Bill Gates wants to bequeath his fortune and get out of the ranking of the richest personalities: really for a good cause?

Steph Deschamps / July 18, 2022

For many years now, Bill Gates, the former head of Microsoft, has been counted among the world's wealthiest people. A wealthy position that the billionaire accompanies with regular donations and a commitment to humanitarian causes.
 
This week, on Twitter, Bill Gates took another step in his desire to improve the world and announced that he had made a radical decision: to bequeath his fortune. Yes, but to his Bill & Melinda Gates Foundation, created in 2000, a nonprofit organization fighting poverty, disease and inequality around the world according to its website.  
 
He indicated that he would increase the annual budget by $9 billion. This will add up to $20 billion in one fell swoop. He explained on Twitter: For the future, I plan to give almost all of my wealth to the foundation. I will go down and eventually disappear from the list of the richest people in the world. I have an obligation to give my resources back to society in a way that will have the greatest possible impact on reducing suffering and improving lives. And I hope that others in positions of great wealth and privilege will also commit to this moment, he writes. Would Bill Gates feel out of place on the prestigious list?
 
The Bill & Melinda Gates Foundation is, however, the subject of much criticism. Datagueule, a program of the French public channel, reminds us for example that the money of the organization is not directly distributed to good works.
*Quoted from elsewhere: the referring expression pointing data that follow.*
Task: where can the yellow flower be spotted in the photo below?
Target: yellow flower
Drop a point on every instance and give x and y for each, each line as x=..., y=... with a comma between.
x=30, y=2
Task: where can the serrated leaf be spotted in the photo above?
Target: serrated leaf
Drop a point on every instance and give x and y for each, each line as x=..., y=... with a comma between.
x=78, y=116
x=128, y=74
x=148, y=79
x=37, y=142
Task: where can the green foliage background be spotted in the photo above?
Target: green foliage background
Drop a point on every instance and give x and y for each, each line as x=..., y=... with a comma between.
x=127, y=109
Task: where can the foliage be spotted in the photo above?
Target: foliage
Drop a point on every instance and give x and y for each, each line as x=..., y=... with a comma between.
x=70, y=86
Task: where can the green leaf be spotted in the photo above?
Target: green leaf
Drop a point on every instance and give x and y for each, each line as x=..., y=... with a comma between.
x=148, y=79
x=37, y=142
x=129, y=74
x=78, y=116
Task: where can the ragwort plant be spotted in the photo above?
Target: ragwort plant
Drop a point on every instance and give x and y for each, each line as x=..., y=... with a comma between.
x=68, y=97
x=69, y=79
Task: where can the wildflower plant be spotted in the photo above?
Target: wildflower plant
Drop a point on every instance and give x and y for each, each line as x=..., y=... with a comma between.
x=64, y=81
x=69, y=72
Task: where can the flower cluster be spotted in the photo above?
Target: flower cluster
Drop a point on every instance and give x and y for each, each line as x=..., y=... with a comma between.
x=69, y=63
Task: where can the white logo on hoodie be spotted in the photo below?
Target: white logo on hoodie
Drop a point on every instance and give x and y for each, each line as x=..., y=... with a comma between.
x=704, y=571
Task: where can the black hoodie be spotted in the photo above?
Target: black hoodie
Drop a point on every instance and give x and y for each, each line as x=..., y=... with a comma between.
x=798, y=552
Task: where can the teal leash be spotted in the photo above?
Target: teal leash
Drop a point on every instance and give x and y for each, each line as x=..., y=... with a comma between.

The foundation devotes only 5% of its assets to donations, the legal minimum to benefit from tax exemption. While the 95% is invested. A trust (editor's note: a legal structure, which serves as an investment fund in this case) attached to the foundation is responsible for investing them in fossil fuels, with Total and BP, in GMOs with Monsanto and Bayer, or in the arms industry. A foundation that feeds the scourges it claims to fight against. Charity doesn't care about the hospital, says the report.
 
In his book L'art de la fausse générosité. The Bill and Melinda Gates Foundation, journalist Lionel Astruc points out the conflicts of interest linked to the organization. According to the former reporter for L'Express and Libération, the foundation helps companies conquer markets under the guise of philanthropy. Often, we see that the companies that are in the foundation's trust investments [...] are also among the beneficiaries of the donations. So there is a real problem. That is to say, you give money to a company that will bring you money back. [...] Notably Coca-Cola, which in 2014 had 138 million euros of investments from the trust, and which moreover benefited from programs intended to train 50,000 farmers so that they could grow passion fruit in Kenya (editor's note: fruit intended for Coca-Cola). For Monsanto, the conflict of interest is even more enormous. So much so that a former Monsanto executive is now part of the foundation's team. The foundation, in Africa, is the Trojan horse of GMOs and Monsanto, explains Lionel Astruc.
 
For its part, the scientific journal The Lancet conducted an analysis of the 1,094 global health grants awarded between 1998 and 2007 by the Bill & Melinda Gates Foundation. The survey reveals that a large part of the health grants are given to American or supranational organizations. This situation prevents countries and regions from developing their infrastructure and research tools. The analysis also indicates that the foundation prefers to support programs that will enable the development of markets that can be exploited by companies rather than empowering populations in need. Whenever there are two solutions, namely a natural remedy made locally by local populations, and a vaccine that will be sold by a large laboratory from outside a rich country, the Gates Foundation chooses diseases that call for the opening of markets, the creation of vaccines, denounces Lionel Astruc.